November 14, 2014
By Riley McDermid, BioSpace.com Breaking News Editor
Development stage biopharma Puma Biotechnology, Inc . is on the ropes Friday, after announcing its only drug, cancer therapy neratinib, has failed its Phase II trial for the treatment of first-line HER2-positive locally recurrent or metastatic breast cancer.
The news sent shares of Puma down more than 14 percent as of mid-morning trading today. Puma bought the rights to develop neratinib from Pfizer Inc. in 2011.
The company had been testing the drug in a NEfERTT trial, which was a randomized, two-arm Phase II trial of neratinib plus the anticancer drug paclitaxel versus trastuzumab (Herceptin) plus paclitaxel as a first-line treatment for HER2- positive locally recurrent or metastatic breast cancer.
The study had 479 patients in 33 countries with locally recurrent or metastatic breast cancer who had not received prior anticancer therapy for locally recurrent or metastatic disease.
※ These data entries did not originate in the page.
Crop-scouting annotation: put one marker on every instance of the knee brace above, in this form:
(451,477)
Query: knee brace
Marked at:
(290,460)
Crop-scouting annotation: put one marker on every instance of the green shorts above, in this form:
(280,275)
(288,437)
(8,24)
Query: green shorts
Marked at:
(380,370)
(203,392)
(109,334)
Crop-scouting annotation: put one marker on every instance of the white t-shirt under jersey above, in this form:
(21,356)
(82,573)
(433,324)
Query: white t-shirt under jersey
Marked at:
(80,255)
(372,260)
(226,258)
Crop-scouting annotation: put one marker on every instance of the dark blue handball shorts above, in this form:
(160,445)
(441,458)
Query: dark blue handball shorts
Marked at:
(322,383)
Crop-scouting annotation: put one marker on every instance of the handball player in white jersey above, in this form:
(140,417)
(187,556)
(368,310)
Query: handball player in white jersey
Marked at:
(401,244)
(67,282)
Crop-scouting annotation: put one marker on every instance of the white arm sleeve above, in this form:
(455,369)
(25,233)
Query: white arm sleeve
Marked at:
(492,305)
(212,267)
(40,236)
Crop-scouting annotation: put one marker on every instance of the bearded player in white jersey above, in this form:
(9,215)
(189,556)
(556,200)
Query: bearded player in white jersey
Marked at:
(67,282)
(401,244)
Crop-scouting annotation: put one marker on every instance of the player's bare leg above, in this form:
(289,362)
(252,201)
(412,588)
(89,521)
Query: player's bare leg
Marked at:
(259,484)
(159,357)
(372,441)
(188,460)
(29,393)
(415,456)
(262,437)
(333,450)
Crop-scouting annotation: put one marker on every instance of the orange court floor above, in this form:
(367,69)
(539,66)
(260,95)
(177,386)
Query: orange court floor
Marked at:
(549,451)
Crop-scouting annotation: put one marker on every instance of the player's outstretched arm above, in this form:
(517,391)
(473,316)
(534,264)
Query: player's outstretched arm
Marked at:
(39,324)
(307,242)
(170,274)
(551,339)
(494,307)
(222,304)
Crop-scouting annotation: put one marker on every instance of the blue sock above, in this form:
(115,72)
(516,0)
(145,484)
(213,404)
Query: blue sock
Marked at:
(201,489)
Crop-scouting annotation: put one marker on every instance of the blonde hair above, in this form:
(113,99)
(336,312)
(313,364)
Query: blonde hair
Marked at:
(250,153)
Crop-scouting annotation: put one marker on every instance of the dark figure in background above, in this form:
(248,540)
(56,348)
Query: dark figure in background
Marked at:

Patients were randomized to receive first-line treatment with either paclitaxel plus neratinib or paclitaxel plus trastuzumab.
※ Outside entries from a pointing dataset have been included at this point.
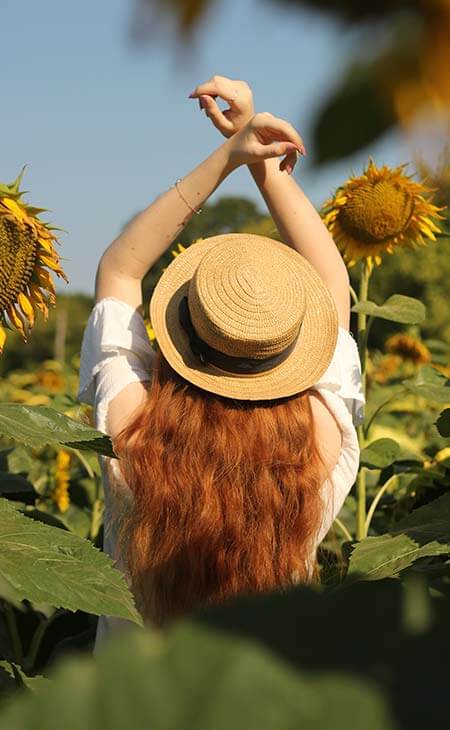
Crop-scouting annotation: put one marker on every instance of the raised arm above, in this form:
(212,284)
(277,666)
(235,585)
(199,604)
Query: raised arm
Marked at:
(126,261)
(298,222)
(301,227)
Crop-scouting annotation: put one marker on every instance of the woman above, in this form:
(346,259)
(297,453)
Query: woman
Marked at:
(237,438)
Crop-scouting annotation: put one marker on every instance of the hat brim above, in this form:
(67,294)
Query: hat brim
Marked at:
(302,368)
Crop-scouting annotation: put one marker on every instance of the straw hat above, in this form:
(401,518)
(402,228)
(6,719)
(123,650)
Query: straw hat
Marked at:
(244,316)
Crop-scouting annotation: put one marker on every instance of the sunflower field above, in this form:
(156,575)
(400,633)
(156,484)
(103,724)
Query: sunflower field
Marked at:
(371,639)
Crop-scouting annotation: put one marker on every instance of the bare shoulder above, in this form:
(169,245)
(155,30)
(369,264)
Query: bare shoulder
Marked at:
(122,407)
(328,431)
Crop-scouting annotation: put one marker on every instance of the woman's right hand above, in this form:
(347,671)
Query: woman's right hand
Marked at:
(237,94)
(263,137)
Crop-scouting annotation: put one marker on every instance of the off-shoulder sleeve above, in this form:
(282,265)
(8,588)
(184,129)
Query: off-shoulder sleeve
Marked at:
(343,376)
(115,351)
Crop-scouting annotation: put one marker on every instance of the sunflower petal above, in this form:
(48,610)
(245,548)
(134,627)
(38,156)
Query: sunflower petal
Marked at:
(16,321)
(2,338)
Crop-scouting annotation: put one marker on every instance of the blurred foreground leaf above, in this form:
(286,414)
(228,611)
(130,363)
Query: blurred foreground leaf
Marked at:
(429,383)
(277,661)
(443,423)
(37,426)
(379,453)
(397,308)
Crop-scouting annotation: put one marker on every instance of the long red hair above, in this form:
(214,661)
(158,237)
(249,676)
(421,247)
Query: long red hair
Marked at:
(226,496)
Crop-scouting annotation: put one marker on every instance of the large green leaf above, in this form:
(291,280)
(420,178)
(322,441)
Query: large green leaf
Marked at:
(37,426)
(141,684)
(47,565)
(296,659)
(352,117)
(425,532)
(430,384)
(379,453)
(397,308)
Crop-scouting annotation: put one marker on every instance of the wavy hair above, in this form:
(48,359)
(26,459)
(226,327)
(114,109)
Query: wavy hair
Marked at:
(226,496)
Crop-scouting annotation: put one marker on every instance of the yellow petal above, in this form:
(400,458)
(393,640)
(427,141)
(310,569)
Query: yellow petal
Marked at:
(16,320)
(35,292)
(49,262)
(26,307)
(46,244)
(45,280)
(2,338)
(428,232)
(14,208)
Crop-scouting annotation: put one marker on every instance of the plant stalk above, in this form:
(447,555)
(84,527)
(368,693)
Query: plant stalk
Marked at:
(362,349)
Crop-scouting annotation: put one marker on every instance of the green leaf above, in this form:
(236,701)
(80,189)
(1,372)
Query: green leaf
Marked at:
(37,426)
(48,565)
(397,308)
(425,532)
(15,483)
(379,453)
(429,383)
(139,682)
(14,671)
(354,116)
(303,658)
(443,423)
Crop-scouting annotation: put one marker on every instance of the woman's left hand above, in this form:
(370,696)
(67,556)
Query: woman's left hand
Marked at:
(237,94)
(263,137)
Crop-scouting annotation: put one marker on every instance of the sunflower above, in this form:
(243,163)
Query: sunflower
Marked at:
(27,254)
(408,348)
(387,367)
(62,473)
(378,210)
But despite promising results in July, when neratinib was found effective in improving disease-free survival of breast-cancer patients, it could not duplicate those results in the mid-stage study. Puma said it will keep trying, however, and is testing the drug in eight other studies as a treatment for various forms of cancer.
Puma was attempting to stay positive about the results in a statement released Friday morning, stressing the drug still showed promise for other types of usage.
“As expected, there was no statistically significant difference in progression free survival and objective response rate for the paclitaxel plus neratinib arm compared to the paclitaxel plus trastuzumab arm,” said Alan Auerbach, chief executive officer and president. “However, the paclitaxel plus neratinib arm showed a statistically significant decrease in the incidence of CNS metastases compared to the paclitaxel plus trastuzumab arm.”
The primary endpoint of the NEfERTT trial was progression free survival, but results did not demonstrate a statistically significant difference between the PFS and ORR results for the two treatment arms. The progression free survival for the patients who received the combination of paclitaxel plus neratinib was 16.6 months, and 16.7 month for the patients who received the combination of paclitaxel plus trastuzumab. The objective response rate in the trial for the patients who received the combination of paclitaxel plus neratinib was 74.8 percent and the objective response rate for the patients who received the combination of paclitaxel plus trastuzumab was 75.1 percent.
Puma said those results were in line with expectations and did not mean neratinib was dead in the water quite yet.
“This represents the first randomized trial with a HER2 targeted agent that has shown a statistically significant reduction in the incidence of CNS metastases, which we believe provides a meaningful point of differentiation for neratinib in the treatment of HER2 positive breast cancer,” said Auerbach. “While the development of other HER2 targeted drugs has produced a clinically meaningful benefit to patients with HER2 positive breast cancer, these drugs have had little impact on CNS metastases. As a result, we believe that there remains an unmet clinical need for reducing the incidence of CNS metastases and the results of the NEfERTT study demonstrate that we may be able to provide this type of improvement with neratinib.”